Researchers at Sandia National Laboratories have published a study that found a number of existing gas stations in California can safely store and dispense hydrogen. This, the researchers suggest, a broader network of hydrogen fueling stations may be within reach.
The report examined 70 commercial gasoline stations throughout California and sought to determine which, if any, could integrate hydrogen fuel, based on the National Fire Protection Association (NFPA) hydrogen technologies code published in 2011. The report found that 14 of the 70 gas stations considered in the study could readily accept hydrogen fuel and that 17 more possibly could accept hydrogen with property expansions. Under previous NFPA code requirements from 2005, none of the existing gasoline stations could readily accept hydrogen. The current code, known as NFPA 2, provides fundamental safeguards for the generation, installation, storage, piping, use and handling of hydrogen in compressed gas or cryogenic (low temperature) liquid form.
Sandia Hydrogen Program Manager Daniel Dedrick said the development of meaningful, science-based fire codes and determinations such as those found in the report will help accelerate the deployment of hydrogen systems. “This work shows that we can reduce uncertainty and avoid overly conservative restrictions to commercial hydrogen fuel installations by focusing on scientific, risk-informed approaches. It turns out that the number of fueling stations able to carry hydrogen can be quantified.” Dedrick added, “We now know that we can build more hydrogen fueling stations if we examine the safety issues within a sound, technical framework that focuses on the real behaviors of hydrogen.”
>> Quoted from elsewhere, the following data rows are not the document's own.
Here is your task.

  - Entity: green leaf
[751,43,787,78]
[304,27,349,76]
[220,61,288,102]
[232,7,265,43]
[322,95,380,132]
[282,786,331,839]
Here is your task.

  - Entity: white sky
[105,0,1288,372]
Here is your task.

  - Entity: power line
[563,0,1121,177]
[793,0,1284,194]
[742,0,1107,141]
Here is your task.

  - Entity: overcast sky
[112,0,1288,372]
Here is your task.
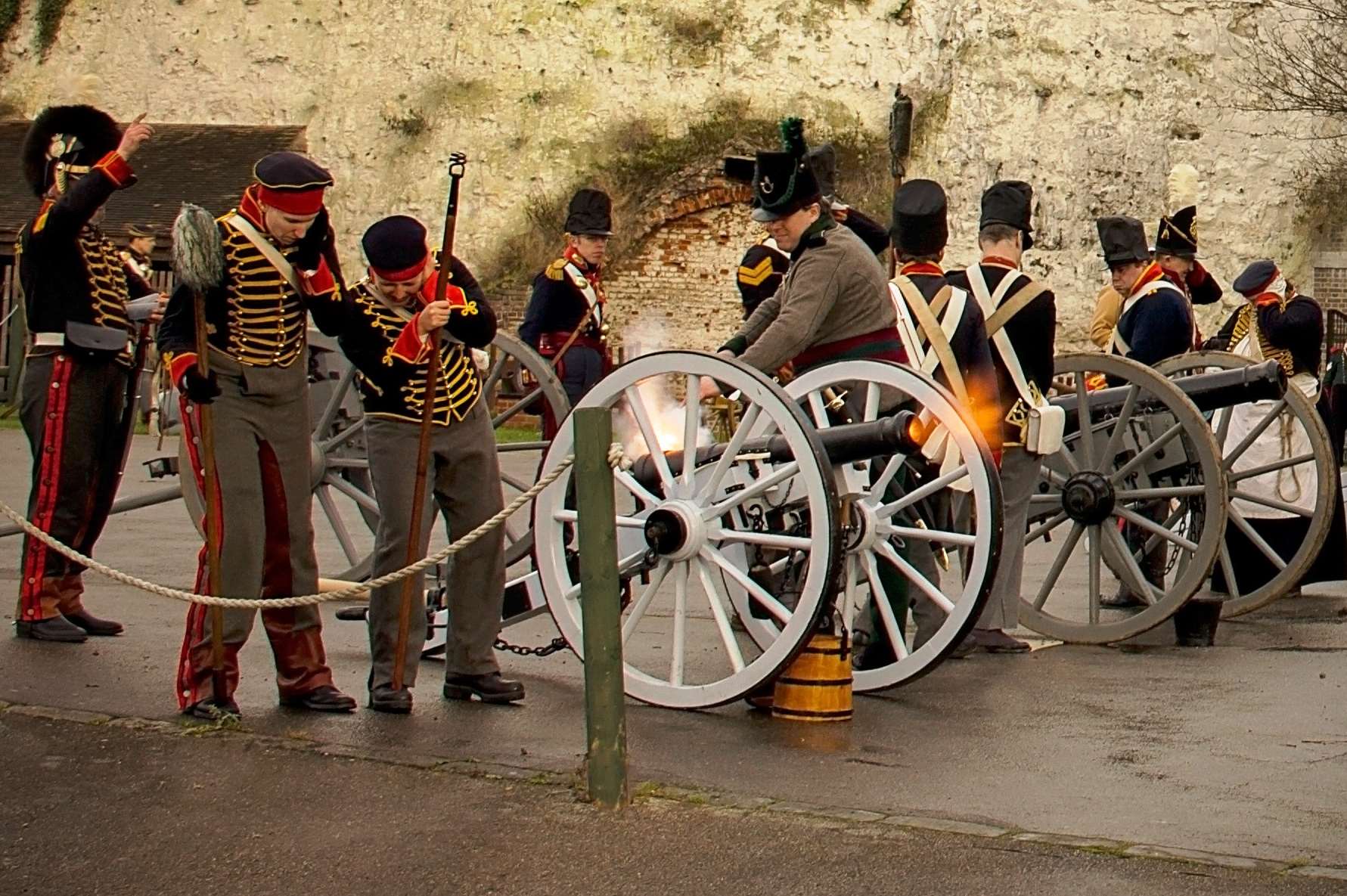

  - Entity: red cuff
[298,259,337,296]
[169,352,197,386]
[388,312,430,364]
[93,150,136,190]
Sandia’s hydrogen safety, codes and standards program is a diverse portfolio of activities funded by the Department of Energy’s Fuel Cell Technologies Office to provide the technical basis for developing and revising safety codes and standards for hydrogen infrastructure, including the NFPA 2 code. This work is aligned with Hydrogen Fueling Infrastructure Research and Station Technology (H2FIRST), a new project established by the Department of Energy’s Office of Energy Efficiency and Renewable Energy.